President Joe Biden told reporters “the investigation's not finished,” and White House press secretary Jen Psaki did not rule out future consequences for China, saying, "This is not the conclusion of our efforts as it relates to cyber activities with China or Russia.”
Even without fresh sanctions, Monday's actions are likely to exacerbate tensions with China at a delicate time. Just last week, the U.S. issued separate stark warnings against transactions with entities that operate in China’s western Xinjiang region, where China is accused of repressing Uyghur Muslims and other minorities. The administration also advised American firms of the deteriorating investment and commercial environment in Hong Kong, where China has been cracking down on democratic freedoms it had pledged to respect in the former British colony.
|Illustrative image. (Photo: Yahoo News)|
Decade-long issue between US and China
The move marks a significant escalation in a decade-long effort by the U.S. to grapple with Chinese government hacking. And it is an example of how the Biden administration is trying to enlist allies in an effort to change China’s behavior, after four years of the Trump administration's unilateralism.
In addition, four Chinese nationals were indicted over a range of separate hacking intrusions dating back a decade that allegedly stole corporate and research secrets from firms and universities around the world. Three of the nationals were described as MSS officers, while a fourth was said to be employed at a Chinese front company that aided the hacking, Wall Street Journal wrote.

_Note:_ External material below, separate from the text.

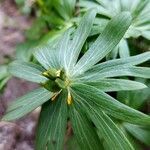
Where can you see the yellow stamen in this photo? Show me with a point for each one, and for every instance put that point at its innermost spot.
(69, 99)
(55, 95)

The U.S. has previously accused some hackers working for Chinese intelligence of using their skills to moonlight as cybercriminals for extra money. The announcement Monday marks the first time the U.S. has accused China of abetting ransomware attackers.
It is unclear how successful the ransomware attacks were or whether hackers working for the MSS directly conducted them or relied on cybercriminal affiliates. But a senior White House did say that demands had been made.
“In some cases, we’re aware where [People’s Republic of China] government-affiliated cyber operators have conducted ransomware operations against private companies that have included ransom demands of millions of dollars,” the official said.
|Photo: Head Topics|
Other countries voice their concern
The European Union and Britain were among the allies who called out China. The EU said malicious cyber activities with “significant effects” that targeted government institutions, political organizations, and key industries in the bloc’s 27 member states could be linked to Chinese hacking groups. The U.K.’s National Cyber Security Centre said the groups targeted maritime industries and naval defense contractors in the U.S. and Europe and the Finnish parliament, according to AP.
In a statement, EU foreign policy chief Josep Borrell said the hacking was “conducted from the territory of China for the purpose of intellectual property theft and espionage.”
The Microsoft Exchange cyberattack “by Chinese state-backed groups was a reckless but familiar pattern of behavior,” U.K. Foreign Secretary Dominic Raab said.
NATO, in its first public condemnation of China for hacking activities, called on Beijing to uphold its international commitments and obligations “and to act responsibly in the international system, including in cyberspace.” The alliance said it was determined to “actively deter, defend against and counter the full spectrum of cyber threats.”